Then, in March 2003, 23-year-old American student Rachel Corrie was struck by a D-9 bulldozer or hit by falling debris while trying to protect a house in Gaza. Israeli human rights groups say 7,000 Palestinian homes have been bulldozed, making more than 50,000 people homeless.

These D-9 bulldozers are sold by Caterpillar to the Pentagon and transferred to Israel through the US Foreign Military Sales program under the Camp David Accords. In other words, they are part of the arms trade, not agriculture.

In 2003, Jewish Voice for Peace asked me to explain to some of their members how to file a shareholder resolution with Caterpillar about the D-9. Six of us met at the home of one of the board members.

I explained that a resolution proponent had to have owned $1,000 worth of shares for more than a year.
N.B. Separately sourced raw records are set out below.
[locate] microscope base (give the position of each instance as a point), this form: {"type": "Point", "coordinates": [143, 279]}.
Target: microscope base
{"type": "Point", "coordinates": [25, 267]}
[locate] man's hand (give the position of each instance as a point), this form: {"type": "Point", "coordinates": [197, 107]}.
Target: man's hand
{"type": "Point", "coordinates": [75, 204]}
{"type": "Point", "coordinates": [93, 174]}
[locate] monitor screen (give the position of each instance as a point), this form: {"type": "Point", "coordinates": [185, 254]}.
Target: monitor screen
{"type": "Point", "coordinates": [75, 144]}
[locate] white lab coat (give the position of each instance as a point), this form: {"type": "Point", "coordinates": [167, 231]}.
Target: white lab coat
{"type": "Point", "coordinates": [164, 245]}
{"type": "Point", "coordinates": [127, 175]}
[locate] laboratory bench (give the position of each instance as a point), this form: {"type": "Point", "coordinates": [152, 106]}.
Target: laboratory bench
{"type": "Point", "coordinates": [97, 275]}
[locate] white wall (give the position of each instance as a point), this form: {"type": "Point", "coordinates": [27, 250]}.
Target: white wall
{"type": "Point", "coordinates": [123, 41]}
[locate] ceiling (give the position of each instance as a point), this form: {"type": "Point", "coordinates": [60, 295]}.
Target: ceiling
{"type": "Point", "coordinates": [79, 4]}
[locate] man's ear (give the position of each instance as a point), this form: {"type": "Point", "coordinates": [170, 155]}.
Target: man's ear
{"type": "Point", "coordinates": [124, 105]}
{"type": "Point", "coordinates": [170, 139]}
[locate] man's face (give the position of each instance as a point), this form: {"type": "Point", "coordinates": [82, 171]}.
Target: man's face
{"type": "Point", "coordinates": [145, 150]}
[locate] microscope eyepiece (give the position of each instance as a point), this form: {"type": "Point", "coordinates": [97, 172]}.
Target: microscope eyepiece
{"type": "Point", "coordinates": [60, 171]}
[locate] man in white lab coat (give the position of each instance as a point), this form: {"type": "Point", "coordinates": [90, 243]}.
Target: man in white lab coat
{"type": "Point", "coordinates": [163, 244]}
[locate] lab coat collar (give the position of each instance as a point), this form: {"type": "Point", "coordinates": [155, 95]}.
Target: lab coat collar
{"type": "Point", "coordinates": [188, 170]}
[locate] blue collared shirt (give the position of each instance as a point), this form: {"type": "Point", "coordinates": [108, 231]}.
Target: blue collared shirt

The resolution was limited to 500 words. It had to be submitted roughly five months prior to the annual meeting. The proponent had to agree to be present to move the resolution at the meeting.

Regarding content, resolutions cannot be about the ordinary business of the corporation. I told the Jewish Voice for Peace members that probably transfer of "weaponized" bulldozers lifted the D-9 above ordinary business. Two ready routes of proposals were disclosure of corporate actions and establishment of new corporate policy.

Jewish Voice for Peace had purchased some stock, and Loretto held some in our retirement fund. That was the beginning of a shareholder campaign to pressure Caterpillar to stop selling D-9s to the Pentagon.

This year the meeting will consider the following resolution:

RESOLVED: shareholders request the Board of Directors to review and amend, where applicable, Caterpillar's policies related to human rights that guide international and U.S. operations, extending policies to include franchisees, licensees and agents that market, distribute or sell its products, to conform more fully with international human rights and humanitarian standards, and that a summary of this review be posted on Caterpillar's website by October 2012.

The meeting will be at 8 a.m. June 13 in San Antonio, Texas. For decades the meetings were in Chicago, but last year it was in Little Rock, Ark., and three years ago it was at a private club in the far western Chicago suburbs. Shareholder accessibility does not seem to be a Caterpillar value.